14. Long QT syndrome or bundle branch block or hemiblock or other history of life-threatening arrhythmia (unless the patient has been effectively treated for it and is considered stable). Participation in the study of patients with known nonpathologic right bundle branch block is at the discretion of the Principal Investigator.
15. Known brain metastasis
16. History of pituitary or adrenal dysfunction
17. History of gastrointestinal disorders (medical disorders or extensive surgery) which may interfere with the absorption of the study drug.

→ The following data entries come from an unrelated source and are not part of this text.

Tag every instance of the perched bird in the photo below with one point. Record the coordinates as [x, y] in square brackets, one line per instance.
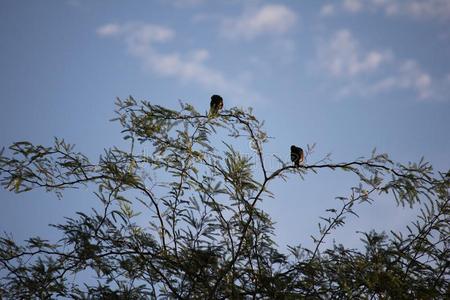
[297, 155]
[216, 105]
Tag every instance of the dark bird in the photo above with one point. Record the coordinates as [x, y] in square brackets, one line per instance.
[216, 105]
[297, 155]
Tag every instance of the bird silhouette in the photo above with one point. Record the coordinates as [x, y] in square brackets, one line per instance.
[297, 155]
[216, 105]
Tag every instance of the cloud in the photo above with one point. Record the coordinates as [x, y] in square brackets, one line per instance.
[362, 72]
[352, 5]
[141, 41]
[184, 3]
[418, 9]
[342, 55]
[327, 10]
[272, 19]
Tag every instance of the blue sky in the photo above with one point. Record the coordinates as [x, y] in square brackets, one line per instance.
[348, 75]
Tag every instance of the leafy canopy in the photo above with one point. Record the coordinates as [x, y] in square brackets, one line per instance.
[179, 218]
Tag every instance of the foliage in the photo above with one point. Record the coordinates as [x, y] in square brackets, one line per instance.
[180, 219]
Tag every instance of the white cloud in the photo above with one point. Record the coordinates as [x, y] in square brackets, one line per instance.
[141, 39]
[273, 19]
[368, 72]
[419, 9]
[342, 55]
[327, 10]
[108, 30]
[183, 3]
[409, 76]
[352, 5]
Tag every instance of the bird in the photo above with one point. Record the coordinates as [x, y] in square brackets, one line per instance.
[297, 155]
[216, 105]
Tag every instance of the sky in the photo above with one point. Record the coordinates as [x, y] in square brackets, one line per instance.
[348, 75]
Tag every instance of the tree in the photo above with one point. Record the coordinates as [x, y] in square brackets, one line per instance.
[180, 219]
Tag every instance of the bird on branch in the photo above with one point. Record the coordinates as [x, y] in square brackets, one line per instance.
[216, 105]
[297, 155]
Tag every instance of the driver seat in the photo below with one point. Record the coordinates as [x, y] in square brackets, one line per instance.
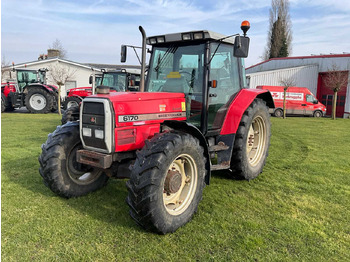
[175, 85]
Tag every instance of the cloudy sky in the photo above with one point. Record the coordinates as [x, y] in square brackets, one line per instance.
[93, 30]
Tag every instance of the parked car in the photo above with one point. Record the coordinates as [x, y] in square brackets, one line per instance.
[299, 101]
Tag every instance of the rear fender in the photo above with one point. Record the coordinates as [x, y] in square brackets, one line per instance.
[194, 131]
[239, 105]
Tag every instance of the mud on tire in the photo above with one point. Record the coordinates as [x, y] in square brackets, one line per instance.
[38, 101]
[252, 141]
[59, 168]
[167, 182]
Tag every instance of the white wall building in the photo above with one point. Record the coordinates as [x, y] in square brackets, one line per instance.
[306, 71]
[79, 78]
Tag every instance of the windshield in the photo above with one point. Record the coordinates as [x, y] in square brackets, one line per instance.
[179, 69]
[42, 77]
[116, 81]
[26, 77]
[176, 69]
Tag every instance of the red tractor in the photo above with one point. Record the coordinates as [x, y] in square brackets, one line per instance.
[31, 90]
[192, 116]
[118, 80]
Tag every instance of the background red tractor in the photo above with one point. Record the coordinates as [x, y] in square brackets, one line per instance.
[122, 80]
[192, 116]
[31, 90]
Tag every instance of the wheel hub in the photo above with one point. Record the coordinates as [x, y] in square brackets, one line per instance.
[37, 101]
[172, 182]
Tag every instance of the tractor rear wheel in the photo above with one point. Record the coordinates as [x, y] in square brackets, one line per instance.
[59, 168]
[166, 182]
[71, 114]
[252, 141]
[278, 113]
[3, 102]
[71, 101]
[38, 101]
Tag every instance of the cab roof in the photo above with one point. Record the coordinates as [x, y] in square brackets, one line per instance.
[189, 36]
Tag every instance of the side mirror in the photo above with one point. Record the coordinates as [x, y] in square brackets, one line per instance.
[132, 80]
[123, 54]
[241, 47]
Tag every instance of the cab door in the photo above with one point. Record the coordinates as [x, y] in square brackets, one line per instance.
[224, 68]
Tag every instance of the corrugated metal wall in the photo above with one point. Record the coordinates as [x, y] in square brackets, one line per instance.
[302, 76]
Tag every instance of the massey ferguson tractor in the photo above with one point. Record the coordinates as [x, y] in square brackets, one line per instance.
[193, 115]
[30, 90]
[123, 80]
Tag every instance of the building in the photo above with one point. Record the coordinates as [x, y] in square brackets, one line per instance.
[306, 71]
[79, 78]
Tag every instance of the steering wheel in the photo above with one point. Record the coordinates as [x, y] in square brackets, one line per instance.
[187, 76]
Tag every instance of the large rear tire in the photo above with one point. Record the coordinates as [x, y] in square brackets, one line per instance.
[38, 101]
[166, 182]
[59, 168]
[3, 102]
[71, 101]
[71, 114]
[252, 141]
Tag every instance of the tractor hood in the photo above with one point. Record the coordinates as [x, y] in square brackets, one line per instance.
[139, 96]
[133, 108]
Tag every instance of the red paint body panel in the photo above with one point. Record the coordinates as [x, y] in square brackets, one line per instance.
[236, 110]
[7, 88]
[151, 108]
[295, 101]
[80, 91]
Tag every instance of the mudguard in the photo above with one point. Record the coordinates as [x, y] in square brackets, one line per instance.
[239, 105]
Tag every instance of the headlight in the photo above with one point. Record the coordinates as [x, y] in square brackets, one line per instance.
[86, 131]
[99, 134]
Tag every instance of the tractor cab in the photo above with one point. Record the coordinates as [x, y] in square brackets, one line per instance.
[206, 66]
[121, 80]
[28, 76]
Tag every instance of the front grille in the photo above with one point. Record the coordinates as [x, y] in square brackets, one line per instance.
[96, 119]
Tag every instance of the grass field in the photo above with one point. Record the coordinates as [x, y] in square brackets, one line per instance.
[297, 210]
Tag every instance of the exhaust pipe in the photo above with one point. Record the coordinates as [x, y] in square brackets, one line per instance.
[143, 60]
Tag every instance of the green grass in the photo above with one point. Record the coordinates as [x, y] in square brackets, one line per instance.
[297, 210]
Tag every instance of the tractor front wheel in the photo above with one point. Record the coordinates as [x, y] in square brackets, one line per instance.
[166, 182]
[252, 141]
[38, 101]
[59, 168]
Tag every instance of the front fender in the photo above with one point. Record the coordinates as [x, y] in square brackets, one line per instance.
[239, 105]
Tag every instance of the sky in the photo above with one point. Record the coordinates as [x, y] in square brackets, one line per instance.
[92, 31]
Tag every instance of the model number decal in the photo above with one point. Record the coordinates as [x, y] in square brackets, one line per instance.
[129, 118]
[145, 117]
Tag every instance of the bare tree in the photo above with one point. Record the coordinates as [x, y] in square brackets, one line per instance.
[60, 74]
[58, 45]
[280, 30]
[286, 83]
[335, 80]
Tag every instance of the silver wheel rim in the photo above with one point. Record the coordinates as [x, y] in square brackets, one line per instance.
[37, 102]
[256, 141]
[177, 202]
[72, 103]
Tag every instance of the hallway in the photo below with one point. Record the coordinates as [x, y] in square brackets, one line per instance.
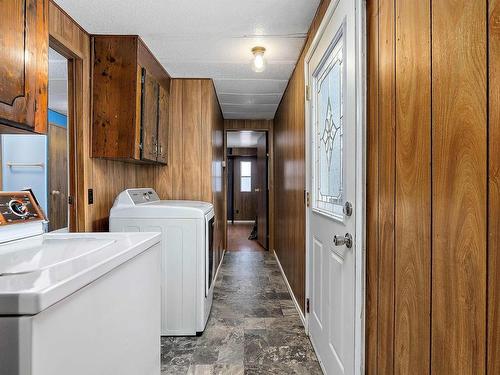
[237, 238]
[253, 328]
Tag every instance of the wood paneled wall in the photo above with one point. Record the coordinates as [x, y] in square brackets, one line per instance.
[107, 178]
[429, 309]
[289, 173]
[195, 150]
[493, 340]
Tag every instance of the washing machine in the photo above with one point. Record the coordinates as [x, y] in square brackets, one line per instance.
[188, 268]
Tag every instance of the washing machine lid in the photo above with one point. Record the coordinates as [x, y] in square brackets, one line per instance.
[39, 271]
[145, 204]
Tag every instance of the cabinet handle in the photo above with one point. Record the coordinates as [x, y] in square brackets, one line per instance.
[155, 145]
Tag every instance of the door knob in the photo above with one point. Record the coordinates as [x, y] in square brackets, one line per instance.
[343, 240]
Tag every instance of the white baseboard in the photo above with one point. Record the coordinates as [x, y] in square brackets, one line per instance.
[241, 221]
[297, 306]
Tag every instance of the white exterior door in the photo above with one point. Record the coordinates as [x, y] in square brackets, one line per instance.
[332, 170]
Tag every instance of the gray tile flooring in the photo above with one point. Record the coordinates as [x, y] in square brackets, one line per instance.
[253, 328]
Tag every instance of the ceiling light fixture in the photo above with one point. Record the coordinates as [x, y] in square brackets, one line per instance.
[259, 64]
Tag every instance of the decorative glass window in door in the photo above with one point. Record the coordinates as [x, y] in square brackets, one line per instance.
[328, 142]
[246, 176]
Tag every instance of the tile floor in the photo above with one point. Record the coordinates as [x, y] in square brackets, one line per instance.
[253, 328]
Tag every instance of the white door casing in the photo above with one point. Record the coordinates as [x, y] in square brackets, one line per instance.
[335, 176]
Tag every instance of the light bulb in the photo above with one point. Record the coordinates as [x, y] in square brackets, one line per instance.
[259, 64]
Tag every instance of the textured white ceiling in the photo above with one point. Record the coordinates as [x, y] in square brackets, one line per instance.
[58, 82]
[244, 138]
[212, 39]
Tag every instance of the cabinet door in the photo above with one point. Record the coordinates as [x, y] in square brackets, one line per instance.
[149, 136]
[163, 125]
[24, 64]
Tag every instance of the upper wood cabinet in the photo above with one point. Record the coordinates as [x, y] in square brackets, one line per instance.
[23, 65]
[130, 101]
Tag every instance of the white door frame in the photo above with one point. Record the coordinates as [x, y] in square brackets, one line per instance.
[359, 329]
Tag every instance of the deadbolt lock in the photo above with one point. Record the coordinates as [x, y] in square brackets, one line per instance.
[347, 209]
[343, 240]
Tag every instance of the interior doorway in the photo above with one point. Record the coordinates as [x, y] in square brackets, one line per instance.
[58, 197]
[42, 163]
[247, 162]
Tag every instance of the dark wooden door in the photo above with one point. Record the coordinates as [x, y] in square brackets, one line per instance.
[57, 177]
[163, 125]
[245, 204]
[150, 96]
[24, 64]
[262, 193]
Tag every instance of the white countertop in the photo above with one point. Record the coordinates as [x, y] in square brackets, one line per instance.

18. Prior therapy with TKI258
19. Any acute toxicities due to prior chemotherapy and/or radiotherapy that have not resolved to a National Cancer Institute Common Terminology Criteria for Adverse Events (NCI CTCAE) (version 3) grade of </= 1. Chemotherapy induced alopecia and grade 2 neuropathy is allowed.
20. Condition or situation which, in the investigator's opinion, may put the patient at significant risk, may confound the study results, or may interfere significantly with the patient's participation in the study.